Wally Funk Checks Space off her Bucket List
Wednesday, November 17th, 2021After training for 60 years, Wally Funk finally arrived in space this summer. Once a trainee of the First Lady Astronaut Trainees (FLAT’s) program run by a National Aeronautics and Space Administration (NASA) physician back in 1961, Funk passed all the tests and training before the program ended. Although these women, later known as the Mercury 13, were not permitted to become astronauts, Funk never forgot her dream of going to space. She had a distinguished career as a pilot, logging thousands of miles or kilometers in the air and teaching thousands of other pilots, not staying on the ground for too long.
On July 20, 2021, Funk flew on the New Shepard rocket built by the company Blue Origin, founded by American businessman Jeff Bezos.
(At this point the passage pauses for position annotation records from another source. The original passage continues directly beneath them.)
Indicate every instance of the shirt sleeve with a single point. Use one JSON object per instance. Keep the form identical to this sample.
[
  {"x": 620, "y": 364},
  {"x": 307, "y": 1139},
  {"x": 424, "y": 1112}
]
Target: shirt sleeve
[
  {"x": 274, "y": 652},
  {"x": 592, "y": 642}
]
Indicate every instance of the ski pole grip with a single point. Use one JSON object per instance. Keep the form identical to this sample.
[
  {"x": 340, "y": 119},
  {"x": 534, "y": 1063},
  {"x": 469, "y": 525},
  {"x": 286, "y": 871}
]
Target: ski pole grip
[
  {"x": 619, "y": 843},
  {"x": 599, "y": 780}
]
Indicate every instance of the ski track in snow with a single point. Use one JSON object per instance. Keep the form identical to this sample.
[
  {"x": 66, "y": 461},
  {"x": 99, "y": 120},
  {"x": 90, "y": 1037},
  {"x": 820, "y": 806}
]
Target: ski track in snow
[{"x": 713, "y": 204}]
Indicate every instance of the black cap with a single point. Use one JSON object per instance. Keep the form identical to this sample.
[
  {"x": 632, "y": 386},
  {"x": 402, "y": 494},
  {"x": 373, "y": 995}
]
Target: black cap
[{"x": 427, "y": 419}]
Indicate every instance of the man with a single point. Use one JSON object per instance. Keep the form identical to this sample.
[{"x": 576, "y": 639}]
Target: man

She rode with Jeff Bezos, Bezos’s brother Mark, and 18-year-old physics student Oliver Daemen. The rocket rose more than 100 miles (61 kilometers) straight into the air to the boundary of space. The booster separated from the capsule and landed using its engines. The capsule floated back down to the ground on parachutes. The whole flight lasted about 10 minutes.
At age 82, Funk was at that time the oldest person to travel to space. She surpassed the American astronaut and senator John Glenn, who returned to space in 1998 at the age of 77 aboard the space shuttle. Wally Funk held the record for 85 days. Since then, Candian-born actor William Shatner, 90, traveled to space on Blue Origin’s second suborbital flight on October 13, 2021, claiming the record.
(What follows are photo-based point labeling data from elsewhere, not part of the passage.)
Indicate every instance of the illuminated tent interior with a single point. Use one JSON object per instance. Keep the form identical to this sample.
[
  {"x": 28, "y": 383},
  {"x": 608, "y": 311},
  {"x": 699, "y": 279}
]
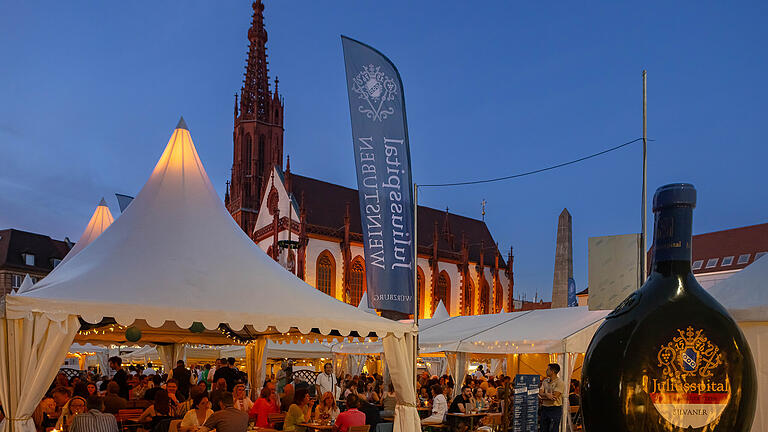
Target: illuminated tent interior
[
  {"x": 100, "y": 221},
  {"x": 745, "y": 295},
  {"x": 175, "y": 268}
]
Mary Wallace Funk was born Feb. 1, 1939, in Las Vegas, New Mexico, near Santa Fe. She began her first flying lessons at the age of nine. Funk graduated first in her flying class at Stephens College in Columbia, Missouri, and earned her pilot’s license in 1958. Funk earned her Bachelor of Science degree in secondary education from Oklahoma State University. There, she joined the school aviation team, the Flying Aggies. In 1960, at the age of 21, she was named a flight instructor at Fort Sill in Oklahoma, becoming the first woman flight instructor at a U.S. military base.
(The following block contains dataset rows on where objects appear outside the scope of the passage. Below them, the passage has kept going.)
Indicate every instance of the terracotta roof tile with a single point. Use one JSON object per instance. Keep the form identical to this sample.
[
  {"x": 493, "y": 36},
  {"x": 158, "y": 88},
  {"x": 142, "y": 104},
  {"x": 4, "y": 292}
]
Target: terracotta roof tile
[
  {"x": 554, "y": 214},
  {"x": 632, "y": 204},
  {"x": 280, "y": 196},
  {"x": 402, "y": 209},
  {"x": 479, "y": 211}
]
After the FLAT’s program ended, Funk continued her career as a pilot and flight instructor. She became the first woman inspector with the Federal Aviation Administration (FAA) in 1971. In 1974, she became the first woman air safety investigator for the National Transportation Safety Board, investigating plane crashes. NASA began accepting women as astronauts in 1978, and Funk applied four times to the agency for astronaut training. She was denied, despite her experience, because she did not have an engineering degree. Undeterred, Funk pursued opportunities for private space travel, purchasing a ticket for a future suborbital flight with space tourism company Virgin Galactic. Earlier this year, Bezos surprised Funk with a seat on Blue Origin’s inaugural crewed flight, fulfilling Funk’s lifelong dream.